Government funding is leading to scientific research that can’t be replicated, according to a new report detailing growing problems in the scientific community.
Published by the Global Warming Policy Foundation (GWPF), the report illustrates how scientific research is susceptible to bias when it is funded by the government and how a considerable number of scientific studies cannot be replicated or reproduced. As a result, government policy based on the research isn’t based on scientific methods and cannot be accepted as fact.
“Medical research, psychology, and economics are all in the grip of a ‘reproducibility crisis.’ A pharmaceutical company attempting to confirm the findings of 53 landmark cancer studies was successful in only six instances, a failure rate of 89%. ” Donna Laframboise, a journalist who authored the report, said in a statement. “Government policies can’t be considered evidence-based if the evidence on which they depend hasn’t been independently verified, yet the vast majority of academic research is never put to this test.”

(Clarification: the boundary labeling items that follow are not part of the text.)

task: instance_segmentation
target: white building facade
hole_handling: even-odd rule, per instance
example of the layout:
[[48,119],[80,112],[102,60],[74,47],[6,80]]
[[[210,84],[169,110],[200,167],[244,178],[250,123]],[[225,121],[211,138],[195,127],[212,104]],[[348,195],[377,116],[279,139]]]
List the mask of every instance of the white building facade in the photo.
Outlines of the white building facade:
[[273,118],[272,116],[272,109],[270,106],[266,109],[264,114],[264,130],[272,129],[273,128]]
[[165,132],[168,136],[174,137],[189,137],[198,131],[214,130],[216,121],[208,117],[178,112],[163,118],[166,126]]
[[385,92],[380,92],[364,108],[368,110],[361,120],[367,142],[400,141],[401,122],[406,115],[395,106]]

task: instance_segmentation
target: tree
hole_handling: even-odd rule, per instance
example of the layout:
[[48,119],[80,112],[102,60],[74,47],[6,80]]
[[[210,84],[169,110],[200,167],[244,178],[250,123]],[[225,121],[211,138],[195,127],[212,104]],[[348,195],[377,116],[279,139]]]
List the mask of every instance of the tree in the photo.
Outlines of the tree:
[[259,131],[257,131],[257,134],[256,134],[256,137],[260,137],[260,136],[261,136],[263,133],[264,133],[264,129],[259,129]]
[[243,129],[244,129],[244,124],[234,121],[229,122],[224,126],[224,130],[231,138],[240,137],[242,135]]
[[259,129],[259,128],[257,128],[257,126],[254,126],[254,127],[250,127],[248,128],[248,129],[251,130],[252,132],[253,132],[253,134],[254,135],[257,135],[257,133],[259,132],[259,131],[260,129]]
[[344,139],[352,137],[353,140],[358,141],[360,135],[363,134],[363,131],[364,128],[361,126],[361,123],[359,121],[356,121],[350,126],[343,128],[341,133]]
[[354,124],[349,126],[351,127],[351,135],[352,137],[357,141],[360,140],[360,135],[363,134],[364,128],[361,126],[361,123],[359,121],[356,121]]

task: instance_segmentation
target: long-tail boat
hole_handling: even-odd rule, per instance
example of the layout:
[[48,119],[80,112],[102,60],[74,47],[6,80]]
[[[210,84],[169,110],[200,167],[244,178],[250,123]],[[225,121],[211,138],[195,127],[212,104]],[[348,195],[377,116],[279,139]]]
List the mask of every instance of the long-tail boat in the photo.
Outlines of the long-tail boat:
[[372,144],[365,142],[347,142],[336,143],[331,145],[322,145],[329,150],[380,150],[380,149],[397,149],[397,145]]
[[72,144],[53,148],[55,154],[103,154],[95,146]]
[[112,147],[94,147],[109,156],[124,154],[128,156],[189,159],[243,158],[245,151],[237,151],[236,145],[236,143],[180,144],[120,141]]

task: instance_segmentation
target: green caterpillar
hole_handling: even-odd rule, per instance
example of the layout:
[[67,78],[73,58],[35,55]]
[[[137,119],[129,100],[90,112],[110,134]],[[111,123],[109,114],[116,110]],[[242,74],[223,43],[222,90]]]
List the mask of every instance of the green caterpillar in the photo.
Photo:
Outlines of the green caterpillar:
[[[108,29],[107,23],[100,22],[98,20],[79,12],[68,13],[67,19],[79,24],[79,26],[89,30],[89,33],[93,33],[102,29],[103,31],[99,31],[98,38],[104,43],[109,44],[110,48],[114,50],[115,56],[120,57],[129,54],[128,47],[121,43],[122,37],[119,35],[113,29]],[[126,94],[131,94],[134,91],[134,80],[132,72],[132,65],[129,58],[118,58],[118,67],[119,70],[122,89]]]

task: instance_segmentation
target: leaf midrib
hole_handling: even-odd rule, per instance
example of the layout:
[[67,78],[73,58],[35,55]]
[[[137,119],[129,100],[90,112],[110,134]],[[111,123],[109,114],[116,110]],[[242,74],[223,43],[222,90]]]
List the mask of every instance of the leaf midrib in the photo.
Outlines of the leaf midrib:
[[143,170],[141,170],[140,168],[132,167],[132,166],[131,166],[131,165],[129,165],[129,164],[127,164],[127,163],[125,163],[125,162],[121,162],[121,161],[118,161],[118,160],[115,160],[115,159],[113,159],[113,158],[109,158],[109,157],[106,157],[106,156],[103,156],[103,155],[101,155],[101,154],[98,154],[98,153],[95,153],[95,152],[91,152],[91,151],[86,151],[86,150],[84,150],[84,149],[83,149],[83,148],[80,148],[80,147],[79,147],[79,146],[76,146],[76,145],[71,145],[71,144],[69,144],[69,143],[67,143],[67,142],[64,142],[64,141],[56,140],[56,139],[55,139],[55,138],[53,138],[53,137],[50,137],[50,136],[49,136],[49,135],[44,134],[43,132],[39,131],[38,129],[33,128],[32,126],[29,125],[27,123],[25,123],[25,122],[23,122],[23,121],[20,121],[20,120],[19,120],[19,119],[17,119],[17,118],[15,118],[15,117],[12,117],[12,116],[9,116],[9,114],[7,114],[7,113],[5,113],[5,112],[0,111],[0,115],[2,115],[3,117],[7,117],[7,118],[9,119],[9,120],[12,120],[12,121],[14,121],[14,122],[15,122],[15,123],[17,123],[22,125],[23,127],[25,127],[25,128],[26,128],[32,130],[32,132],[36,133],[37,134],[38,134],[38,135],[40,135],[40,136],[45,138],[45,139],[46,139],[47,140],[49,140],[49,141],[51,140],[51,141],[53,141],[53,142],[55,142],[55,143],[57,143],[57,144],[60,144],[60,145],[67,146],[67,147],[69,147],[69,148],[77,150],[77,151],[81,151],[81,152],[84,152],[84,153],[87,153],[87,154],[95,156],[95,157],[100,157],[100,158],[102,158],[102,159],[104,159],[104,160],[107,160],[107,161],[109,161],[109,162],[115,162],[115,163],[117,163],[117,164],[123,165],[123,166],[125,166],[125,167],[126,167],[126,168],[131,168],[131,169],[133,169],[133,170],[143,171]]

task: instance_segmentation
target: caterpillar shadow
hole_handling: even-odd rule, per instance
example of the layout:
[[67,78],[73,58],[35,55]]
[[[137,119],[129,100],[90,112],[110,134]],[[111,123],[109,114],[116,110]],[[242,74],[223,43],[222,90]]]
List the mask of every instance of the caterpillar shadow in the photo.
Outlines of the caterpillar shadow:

Laframboise and the GWPF suspect that environmental and climate science are also in the grips of a similar crisis of reproducibility — much of climate modelling is done via supercomputers and therefore cannot be easily checked by peer reviewers or the general public.
“Reproducibility is the backbone of sound science,” Laframboise continued.”If it is infeasible to independently
evaluate the numerous assumptions embedded within climate model software, and if third parties lack comparable computing power, a great deal of climate science would appear to be inherently non-reproducible.”